Reading the writing on the wall

27 Oct, 2020 • 3 min read

I've been playing a lot of Go recently, and catching up on the progress of Go AIs since AlphaGo beat Lee Sedol 4-1 in March 2016. That "1" was probably the last game a human will ever win against top Go AIs.

In the last few years, humans have been learning from robots. New shapes and strategies have been discovered and some very old strategies have made a comeback. Some Go AIs are able to provide move-by-move "win percentages" which are enormously helpful for evaluating moves in game reviews. There are caveats though - there is a duality to learning and teaching, and AIs are taught how to play Go, not how to teach it.

Normally (in the sense of "norms" vs. "rules") it is polite to resign a game when it has become clear you cannot win.

But the thing is: how do you know?

A stronger player will generally know before a weaker player, and a robot will likely "know" well before most humans. Even players of the same strength may have different opinions depending on their skill in different aspects of the game. Which means in many games there is a time when one player knows the game is over, but the other player hasn't realised yet and continues playing.

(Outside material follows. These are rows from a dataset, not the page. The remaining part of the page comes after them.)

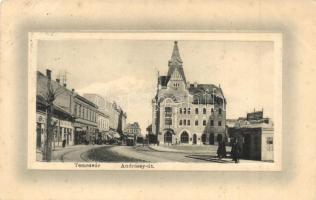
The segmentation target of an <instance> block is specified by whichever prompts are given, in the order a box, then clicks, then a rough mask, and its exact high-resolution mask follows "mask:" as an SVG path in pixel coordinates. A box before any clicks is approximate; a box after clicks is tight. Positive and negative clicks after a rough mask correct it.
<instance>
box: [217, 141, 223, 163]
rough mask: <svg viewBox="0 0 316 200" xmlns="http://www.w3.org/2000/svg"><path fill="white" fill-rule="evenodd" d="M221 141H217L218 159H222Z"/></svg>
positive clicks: (217, 155) (222, 151) (217, 154)
mask: <svg viewBox="0 0 316 200" xmlns="http://www.w3.org/2000/svg"><path fill="white" fill-rule="evenodd" d="M222 143H223V142H222V141H219V142H218V147H217V157H218V159H222V152H223V150H222V148H223V145H222Z"/></svg>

This reminded me of a quote from Iain M. Banks' The Player of Games. At this point in the story, Gurgeh - the main character - is many days into an immensely large and difficult game of strategy with the (other) greatest game player in the galaxy, Emperor Nicosar. After weeks of play:

It goes on until it ends, Gurgeh thought to himself one day, and at the same time as the banality of the thought struck him, he saw that it was over. The climax had been reached. It was done, destroyed, could be no more. It was not finished, but it was over. A terrible sadness swamped him, took hold of him like a piece and made him sway and nearly fall, so that he had to walk to his seat and pull himself on to it like an old man.

'Oh...' he heard himself say.

He looked at Nicosar, but the emperor hadn't seen it yet.

...

Gurgeh couldn't believe it. The game was over; couldn't anybody see that? He looked despairingly around the faces of the officials, the spectators, the observers and Adjudicators. What was wrong with them all? He looked back at the board, hoping desperately that he might have missed something, made some mistake that meant there was still something Nicosar could do, that the perfect dance might last a little longer. He could see nothing. It was done.

The writing is on the wall whether you can read it or not.